Ce court roman de Nina Berberova, puissant et condensé, se lit comme une tragédie.
Fille d’un fonctionnaire pétersbourgeois, Tania Arkadievna née Choubina, a perdu sa mère alors qu’elle n’avait pas 15 ans. Elle connaît une adolescence austère et facétieuse auprès de sa sœur Lila et d’Ella, la vieille gouvernante. Une mutation paternelle les conduit en Sibérie puis la révolution bolchévique les mène au Japon. Tania découvre alors que sa sœur lui fait de l’ombre, un sentiment qui ne fait que s’accroître lorsqu’Alexei Ivanovitch lui préfère Lila. La voilà désormais prête à toutes les audaces. Alexei l’épouse et l’emmène à Shanghai. Ce sera là sans doute sa seule victoire sur la vie. Tania, toujours insatisfaite, le pousse à migrer jusqu’à Paris. Cette installation met un terme à leur bonheur. Au sein de la communauté russe, parmi Nadia, Goulia et les autres, elle cherche à donner un sens à sa vie. Quête vaine s’il en est ! C’est désormais la course à l’amour, à l’argent… comment trouver une raison de continuer ? Comment dépasser la tentation du suicide ? Sa rencontre avec Bogolovski, serveur de son état, condamné à la même misère économique et humaine, lui apportera-t-il la solution ? Tout cela c’est un peu l’histoire de la « roulette russe »…Quand on n’a plus rien, on peut chercher à fantasmer sa fin et à lui donner du sens et de l’importance.
« Pourtant il en existe d’autres, pensait-elle, de minces et distinguées, souriantes, rassasiées, qui travaillent quelque part comme secrétaires ou vendeuses, couchent avec le patron, vont aux sports d’hiver, achètent tout ce qui est à la mode…Pourquoi pas moi ? »
« Ses mains tremblaient quand elle recomptait l’argent.
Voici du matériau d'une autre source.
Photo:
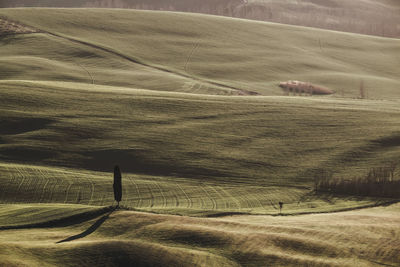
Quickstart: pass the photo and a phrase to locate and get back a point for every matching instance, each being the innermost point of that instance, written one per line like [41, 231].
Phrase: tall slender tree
[117, 185]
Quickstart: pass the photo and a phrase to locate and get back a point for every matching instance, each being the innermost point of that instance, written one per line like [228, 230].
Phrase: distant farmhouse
[297, 87]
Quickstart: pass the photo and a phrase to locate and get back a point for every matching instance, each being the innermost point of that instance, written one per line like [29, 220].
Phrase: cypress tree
[117, 185]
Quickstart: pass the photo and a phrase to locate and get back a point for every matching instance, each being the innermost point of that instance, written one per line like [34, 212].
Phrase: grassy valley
[190, 108]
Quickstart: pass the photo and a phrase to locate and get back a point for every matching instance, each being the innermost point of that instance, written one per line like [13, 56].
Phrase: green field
[189, 107]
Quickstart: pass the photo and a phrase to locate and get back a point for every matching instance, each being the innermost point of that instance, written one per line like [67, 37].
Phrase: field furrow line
[67, 191]
[189, 201]
[222, 199]
[162, 194]
[138, 192]
[151, 195]
[227, 193]
[214, 204]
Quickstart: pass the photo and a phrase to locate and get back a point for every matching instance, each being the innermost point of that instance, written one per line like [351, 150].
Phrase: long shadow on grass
[90, 230]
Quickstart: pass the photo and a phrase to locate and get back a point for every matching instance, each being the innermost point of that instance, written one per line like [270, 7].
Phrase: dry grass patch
[9, 27]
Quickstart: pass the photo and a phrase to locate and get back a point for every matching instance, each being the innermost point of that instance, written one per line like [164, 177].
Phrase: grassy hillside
[186, 153]
[195, 53]
[189, 107]
[356, 238]
[381, 17]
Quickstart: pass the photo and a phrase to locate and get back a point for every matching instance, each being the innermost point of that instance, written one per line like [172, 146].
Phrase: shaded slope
[210, 145]
[355, 238]
[361, 16]
[250, 56]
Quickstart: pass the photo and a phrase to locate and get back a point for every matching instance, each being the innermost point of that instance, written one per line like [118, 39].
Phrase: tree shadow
[90, 230]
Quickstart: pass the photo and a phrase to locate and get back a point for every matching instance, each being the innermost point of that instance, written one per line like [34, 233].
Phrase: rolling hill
[190, 108]
[381, 18]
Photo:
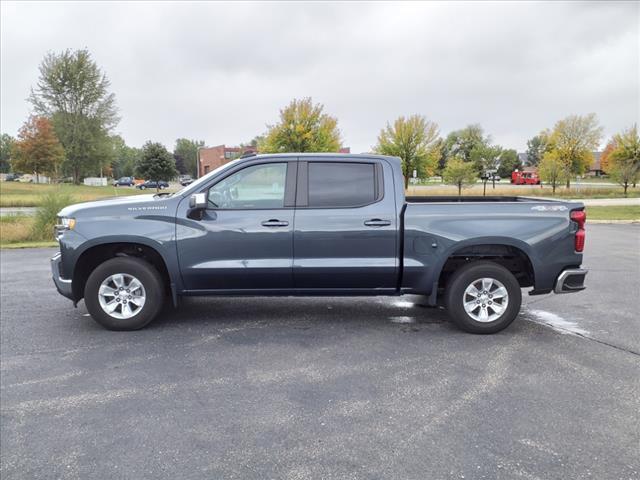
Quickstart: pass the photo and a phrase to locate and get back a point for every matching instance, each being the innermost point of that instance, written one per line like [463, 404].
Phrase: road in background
[324, 387]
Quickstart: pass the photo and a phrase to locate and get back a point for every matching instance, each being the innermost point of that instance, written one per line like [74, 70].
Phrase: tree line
[70, 134]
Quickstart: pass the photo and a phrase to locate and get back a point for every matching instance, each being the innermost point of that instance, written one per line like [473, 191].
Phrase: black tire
[145, 273]
[463, 278]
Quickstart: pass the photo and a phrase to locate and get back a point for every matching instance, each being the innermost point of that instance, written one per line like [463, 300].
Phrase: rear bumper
[62, 284]
[570, 280]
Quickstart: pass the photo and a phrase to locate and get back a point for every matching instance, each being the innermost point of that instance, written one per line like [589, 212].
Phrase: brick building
[211, 158]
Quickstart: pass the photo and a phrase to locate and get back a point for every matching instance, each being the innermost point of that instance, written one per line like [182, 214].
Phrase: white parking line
[556, 322]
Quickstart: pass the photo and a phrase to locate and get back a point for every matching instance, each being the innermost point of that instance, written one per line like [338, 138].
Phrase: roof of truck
[323, 154]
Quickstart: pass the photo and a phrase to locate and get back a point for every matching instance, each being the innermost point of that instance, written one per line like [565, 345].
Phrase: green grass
[16, 194]
[622, 212]
[507, 189]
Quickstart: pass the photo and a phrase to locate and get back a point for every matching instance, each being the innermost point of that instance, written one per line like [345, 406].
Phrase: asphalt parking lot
[324, 387]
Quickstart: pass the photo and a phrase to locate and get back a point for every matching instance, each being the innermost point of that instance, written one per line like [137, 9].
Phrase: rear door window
[334, 184]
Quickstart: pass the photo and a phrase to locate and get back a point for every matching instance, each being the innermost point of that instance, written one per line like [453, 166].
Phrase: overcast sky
[221, 71]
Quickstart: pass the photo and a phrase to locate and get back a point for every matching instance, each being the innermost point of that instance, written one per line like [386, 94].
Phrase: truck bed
[474, 199]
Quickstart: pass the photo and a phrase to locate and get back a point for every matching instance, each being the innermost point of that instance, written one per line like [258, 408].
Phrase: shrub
[15, 228]
[47, 213]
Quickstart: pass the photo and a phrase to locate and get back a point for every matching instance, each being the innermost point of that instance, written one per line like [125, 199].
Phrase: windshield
[195, 186]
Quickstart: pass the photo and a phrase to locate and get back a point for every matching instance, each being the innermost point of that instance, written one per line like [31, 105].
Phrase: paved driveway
[324, 388]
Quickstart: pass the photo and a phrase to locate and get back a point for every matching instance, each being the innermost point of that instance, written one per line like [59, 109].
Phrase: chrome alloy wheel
[121, 296]
[485, 300]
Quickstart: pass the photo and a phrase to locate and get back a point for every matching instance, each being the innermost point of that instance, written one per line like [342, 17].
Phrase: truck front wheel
[124, 293]
[483, 297]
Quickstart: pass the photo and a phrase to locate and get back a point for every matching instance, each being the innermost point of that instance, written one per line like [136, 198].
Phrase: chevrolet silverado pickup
[316, 224]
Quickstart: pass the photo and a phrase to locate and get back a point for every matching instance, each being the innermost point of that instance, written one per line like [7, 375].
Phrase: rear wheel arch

Elle avait deux projets, et l’un excluait l’autre.
Le premier consistait à acheter un révolver, s’empiffrer et se suicider ensuite. L’autre, à se faire faire une ondulation, aller chez le pédicure, s’habiller à son avantage et dîner au restaurant, de telle façon que quelqu’un, sans faute, paie pour elle et qu’elle sorte du restaurant accompagnée. »
« Se tuer parce que question « plaisir », ça n’a pas marché, parce que les racines des cheveux sont grises, que Bogolovski est pauvre, ennuyeux et vieux, qu’il n’y en a pas d’autre, et rien dans l’avenir. »

La narration est dense, la tension dramatique extrême. Il y a là matière à une adaptation cinématographique ou dramatique. J’ai aimé l’écriture, les personnages, la portée philosophique du texte et cette teinte « russe » qui donne au récit une épaisseur particulière.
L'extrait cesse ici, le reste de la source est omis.